The price of bitcoin has climbed 35% in the last two weeks as investors grew optimistic about the Securities and Exchange Commission’s plans for the numerous bitcoin ETF applications currently under its review.
More than a dozen firms are still waiting to hear whether their respective filings for bitcoin-based ETFs will progress to the public markets. Others, including VanEck, Invesco, Amplify ETFs and Global X, have launched tangential products focused on blockchain infrastructure or the broader cryptocurrency economy.
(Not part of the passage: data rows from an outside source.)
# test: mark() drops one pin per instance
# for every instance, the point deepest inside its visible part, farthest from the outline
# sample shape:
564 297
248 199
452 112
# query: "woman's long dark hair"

“We think we’re more likely to see a bitcoin futures ETF first,” said Rosenbluth, senior director of ETF and mutual fund research at CFRA.
VanEck, ProShares, Invesco, Valkyrie and Galaxy Digital have all filed for bitcoin futures ETFs. The first four could be approved, denied or have their decisions delayed by mid- to late October; Galaxy Digital’s fate will be revealed by Nov. 1.
“It’s a timing issue,” Rosenbluth said. “Does it happen in 2021 or does it move to 2022 so all of these products that … could meet the goals actually are approved and can launch at the same time instead of getting a first-mover advantage?”
“It’s possible — in fact, we think it’s likely — that we’re going to see a delay of a bitcoin futures ETF until 2022, until the regulatory environment is more clear,” he said.
The SEC is mainly concerned about the potential for discrepancies between bitcoin and futures prices, the potential for funds to get too large and push the limits on how many contracts they can own, and the risk of cross-border investment, Van Eck Associates CEO Jan van Eck said in the same interview.
“In bitcoin rallies, bitcoin futures strategies can underperform by even up to 20% a year,” van Eck said. “The SEC wants to have some visibility into the underlying bitcoin markets.”
As for regulatory control, the SEC already wields it in several ways when it comes to cryptocurrency trading, van Eck said.
Robinhood, which offers crypto trading, falls under the SEC’s jurisdiction because it is registered as a broker-dealer, van Eck said. The SEC also may have achieved “de facto regulatory control” over Coinbase, which stopped offering a lending product several weeks ago at the commission’s request, he said.
That could help the bitcoin futures ETF’s chances, but it’s unclear by how much, the CEO said.
“They clearly have some control over players in the underlying bitcoin markets, so maybe that increases the chances from zero, but I have no idea what they are,” he said.
In addition to the soft Oct. 25 approval deadline for VanEck’s bitcoin futures ETF filing, the SEC has a hard Nov. 14 deadline to approve or deny VanEck’s proposal for an ETF based on physical bitcoin.
Disclosure: Invesco is the sponsor of CNBC’s “ETF Edge.”